MAIADO
A casa do meu padrinho precisava de reformas e ele contratou um pedreiro, dos bons, para fazer o serviço.
Além da alvenaria que iria substituir as paredes de taipa, havia a necessidade de trocar a maior parte da cumeeira que fora danificada pelos insetos e as goteiras das chuvas nos quase cem anos da velha casa.
Foram comprados quatro troncos enormes da resistente madeira de Sucupira que seriam trazidas da cidade vizinha num carro de bois.
Da serraria até a casa do meu padrinho, o carro puxado por três juntas, levaria praticamente o dia todo.
Os bois da frente, chamados de bois de tiro, um era preto e outro marrom, quase vermelho.
Os do meio, um era malhado de preto e branco e o outro era cinza claro, quase branco.
A terceira junta, junto da carroça, chamados de bois de coice, um era todo branco e o outro, cor de sujo, amarelo desbotado, quase dourado.
Nessa época, eu adolescente, não poderia perder essa aventura de forma alguma e assim que os troncos estavam colocados e muito bem amarrados à carroça, me encarapitei em cima deles e, como os animais, aguardei pacientemente a ordem de seguirmos em marcha, lenta, mas contínua.
- Hei! Maiado... Ôôô, boiiii! (Disse o carreiro velho, seu Nestor).

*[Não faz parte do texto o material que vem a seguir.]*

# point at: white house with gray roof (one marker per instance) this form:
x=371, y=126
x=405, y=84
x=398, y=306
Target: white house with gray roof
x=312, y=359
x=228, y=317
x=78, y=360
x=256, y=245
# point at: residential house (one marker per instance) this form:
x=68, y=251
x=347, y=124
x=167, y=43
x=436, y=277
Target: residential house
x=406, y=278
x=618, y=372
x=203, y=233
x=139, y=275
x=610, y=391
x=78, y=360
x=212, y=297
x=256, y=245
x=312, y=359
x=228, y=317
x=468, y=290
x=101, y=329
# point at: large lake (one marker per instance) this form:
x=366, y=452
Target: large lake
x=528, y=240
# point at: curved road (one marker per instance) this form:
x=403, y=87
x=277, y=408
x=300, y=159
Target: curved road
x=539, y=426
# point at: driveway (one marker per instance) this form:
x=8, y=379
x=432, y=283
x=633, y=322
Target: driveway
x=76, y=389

Seu Nestor era homem de baixa estatura, sempre descalço, camisa fechada com um nó na altura da cintura onde se juntava à calça, também azul, e talvez do mesmo pano da camisa, com as pernas arregaçadas até o meio da canela. Chapéu de couro de aba curtinha, com o barbicacho pendente do queixo. Presa no cós da calça, no meio das costas a faca peixeira, instrumento das mil e uma utilidades, mais amolada que navalha de barbeiro.
A pele de seu Nestor, vincada no pescoço, peito e braços parecia papel, seca, enrugada de cor indefinida pelos muitos anos de exposição ao sol inclemente do sertão.
Com a vara longa apoiada no ombro, seu Nestor seguia na frente do carro, guiando os animais, estimulando-os com a voz grave e mansa como um aboio, porque seus animais desconheciam as picadas do aguilhão da ponta da vara, que quando muito era usada para guiar, pelos chifres da junta de tiro, a direção ou a manobra a ser executada para posicionamento do carro.
- Afasta Maiado! Se arruma, se arruma... Maiado!
Entre um tranco e outro, eu perguntei.
- Seu Nestor, como é o nome desses bois da frente?
- É Maiado, mô fio.
- E esse branco aqui, esse grandão?
- É Maiado tomém.
- E esses do meio?
- É Maiado.
- Oxente! Todos eles se chamam Maiado?
- É.
- E por que isso?
- Ói minino, é mai mio. Quandi ieu quero qui eles faça arguma coisa é só dizê, vamo Maiado, e eles tudim obedece duma vêi só.